Brief scuffles broke out between the crowd and the police after some mourners tried to lay carnations at the site of the bombings.
The pro-Kurdish HDP party, which organised Saturday’s rally, said 128 people were killed in the attacks.
Protesters have blamed the government for security failures around the rally.
The government has rejected suggestions that it was to blame for the bombing.
Prime Minister Ahmet Davutoglu said there was evidence that two suicide bombers had carried out the attack.
Turkey declared three days of mourning after Saturday’s attack, the deadliest ever in Turkey.
The attack, at a peace rally, left 245 people injured, with 48 of them in a serious condition.
TV footage showed scenes of panic and people lying on the ground covered in blood, amid protest banners.
People are now concerned about the escalation of violence and about maintaining security ahead of a re-run of June’s inconclusive parliamentary elections due to be held in three weeks’ time, our correspondent says.
The blasts took place near the city’s central train station as people gathered for a march organised by leftist groups demanding an end to the violence between the Kurdish separatist PKK militants and the Turkish government.
The two explosions happened shortly after 10:00 as crowds gathered ahead of the rally. Amateur video footage showed a group of young people holding hands and singing, as the first blast hits.

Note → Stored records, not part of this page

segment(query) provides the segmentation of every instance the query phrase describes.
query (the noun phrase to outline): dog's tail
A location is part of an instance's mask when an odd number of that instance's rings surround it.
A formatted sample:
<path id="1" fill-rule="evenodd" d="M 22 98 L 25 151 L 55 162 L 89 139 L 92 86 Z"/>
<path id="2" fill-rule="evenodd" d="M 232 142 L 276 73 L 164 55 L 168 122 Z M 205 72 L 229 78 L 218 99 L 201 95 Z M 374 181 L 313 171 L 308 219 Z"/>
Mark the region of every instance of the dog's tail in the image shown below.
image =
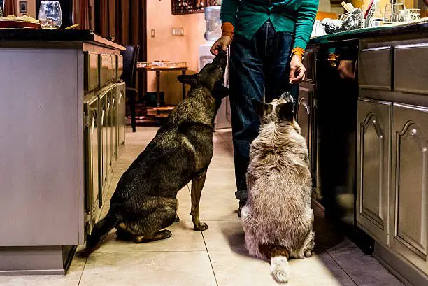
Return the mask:
<path id="1" fill-rule="evenodd" d="M 290 254 L 284 246 L 272 246 L 269 250 L 271 257 L 271 274 L 278 283 L 288 282 L 290 269 L 288 258 Z"/>
<path id="2" fill-rule="evenodd" d="M 106 217 L 95 224 L 92 232 L 86 238 L 86 250 L 92 251 L 97 248 L 110 231 L 116 227 L 119 222 L 119 218 L 108 212 Z"/>

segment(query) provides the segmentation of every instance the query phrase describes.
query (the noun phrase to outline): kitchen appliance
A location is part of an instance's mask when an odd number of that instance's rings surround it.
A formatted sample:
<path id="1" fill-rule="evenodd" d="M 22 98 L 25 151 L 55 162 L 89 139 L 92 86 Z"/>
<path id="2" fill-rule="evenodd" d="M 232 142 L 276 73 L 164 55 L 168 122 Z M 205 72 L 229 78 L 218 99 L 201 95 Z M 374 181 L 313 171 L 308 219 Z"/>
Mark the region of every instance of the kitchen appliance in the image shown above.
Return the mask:
<path id="1" fill-rule="evenodd" d="M 357 40 L 320 45 L 313 103 L 312 169 L 315 199 L 325 216 L 365 253 L 373 241 L 357 224 Z"/>
<path id="2" fill-rule="evenodd" d="M 206 22 L 206 29 L 205 31 L 205 39 L 209 41 L 205 44 L 199 45 L 199 60 L 198 71 L 200 71 L 206 64 L 211 63 L 214 59 L 214 56 L 210 52 L 210 49 L 214 44 L 214 41 L 217 40 L 222 34 L 221 20 L 220 20 L 220 7 L 211 6 L 205 8 L 205 21 Z M 224 86 L 229 86 L 229 50 L 227 51 L 227 66 L 224 73 Z M 214 121 L 214 129 L 221 129 L 231 127 L 231 117 L 230 113 L 230 100 L 229 96 L 225 97 L 222 101 L 215 120 Z"/>
<path id="3" fill-rule="evenodd" d="M 206 7 L 204 10 L 206 29 L 205 39 L 216 41 L 222 36 L 222 21 L 220 20 L 220 6 Z"/>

No group has said it carried out the attack, but Mr Davutoglu suggested that Kurdish rebels or the Islamic State (IS) group were to blame.
Terrorism experts have said the attack is similar to one that was carried out in Suruc in southern Turkey by IS in July in which 30 people died, our correspondent says.

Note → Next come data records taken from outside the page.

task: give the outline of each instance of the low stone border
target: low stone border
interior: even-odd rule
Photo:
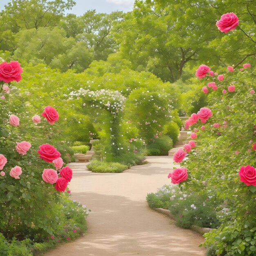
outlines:
[[[175,220],[174,217],[171,214],[171,212],[169,211],[169,210],[163,209],[163,208],[153,208],[153,210],[155,210],[161,213],[168,216],[170,218],[173,220]],[[200,234],[202,236],[205,233],[210,232],[210,231],[211,231],[212,229],[210,229],[209,227],[198,227],[195,225],[192,225],[189,228],[189,229]]]

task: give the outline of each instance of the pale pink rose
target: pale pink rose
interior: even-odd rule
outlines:
[[[209,88],[211,88],[215,85],[215,82],[210,82],[208,83],[207,85]]]
[[[195,139],[198,137],[198,135],[196,135],[196,133],[195,132],[192,132],[192,133],[190,135],[190,137],[191,139]]]
[[[191,145],[189,145],[189,144],[185,144],[184,145],[184,148],[185,151],[187,152],[189,152],[191,150],[192,147]]]
[[[227,69],[229,72],[233,72],[234,71],[234,68],[231,66],[228,66]]]
[[[16,165],[11,170],[10,176],[16,179],[19,179],[19,176],[21,173],[22,173],[21,168],[19,166]]]
[[[43,179],[51,184],[56,183],[58,178],[58,173],[53,169],[45,169],[42,175]]]
[[[41,117],[38,115],[35,115],[32,118],[32,121],[33,123],[37,124],[41,122]]]
[[[6,85],[3,85],[2,89],[4,91],[4,92],[5,92],[5,93],[9,93],[10,92],[10,91],[11,90],[8,86]]]
[[[10,124],[13,126],[18,126],[20,125],[20,119],[14,115],[10,117]]]
[[[236,86],[235,85],[229,85],[227,88],[229,92],[234,92]]]
[[[233,30],[238,25],[238,18],[233,12],[223,14],[220,19],[216,22],[216,25],[221,32],[227,33]]]
[[[194,148],[195,146],[195,142],[193,140],[190,140],[189,141],[189,144],[192,148]]]
[[[7,163],[6,157],[3,155],[0,154],[0,170],[3,169],[6,163]]]
[[[209,92],[209,91],[208,91],[208,89],[207,88],[207,87],[206,86],[204,86],[202,88],[202,90],[203,90],[203,92],[204,93],[208,93],[208,92]]]
[[[211,69],[206,65],[201,65],[196,70],[195,75],[199,79],[201,79],[206,76],[208,72],[210,71]]]
[[[27,151],[31,147],[31,144],[27,141],[22,141],[22,142],[16,142],[17,145],[15,148],[17,152],[22,155],[27,154]]]
[[[62,166],[64,164],[63,160],[62,160],[62,158],[61,158],[61,157],[58,157],[56,159],[52,161],[52,162],[54,165],[54,166],[55,167],[55,168],[56,168],[56,170],[60,169],[62,167]]]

However, the leader of the HDP party, whose members were among those attending the rally, has blamed the state and cancelled all election rallies.
An HDP rally in the city of Diyarbakir was bombed in June, ahead of general elections in which the party entered parliament for the first time.
The party has previously blamed the government for colluding in attacks on Kurdish activists, which the government denies.
Cemalettin Hasimi, director of press and information at the prime minister’s office, told the BBC that such allegations were “a disgrace, unacceptable”.
A ceasefire between the PKK and Turkey’s government broke down after the attack in Suruc, with the PKK accusing the security forces of collaborating with IS.
This led to an increase in attacks from both sides over the summer.
On Saturday, the PKK declared a unilateral ceasefire, calling on its fighters to halt its guerrilla activities in Turkey except in cases of self-defence.
A statement from an umbrella group that includes the PKK said its forces would “make no attempts to hinder or harm the exercise of a fair and equal election”.
But on Sunday, the Turkish military said it had carried out air strikes against the PKK group, attacking targets in south-eastern Turkey as well as PKK positions in northern Iraq and killing 49 people.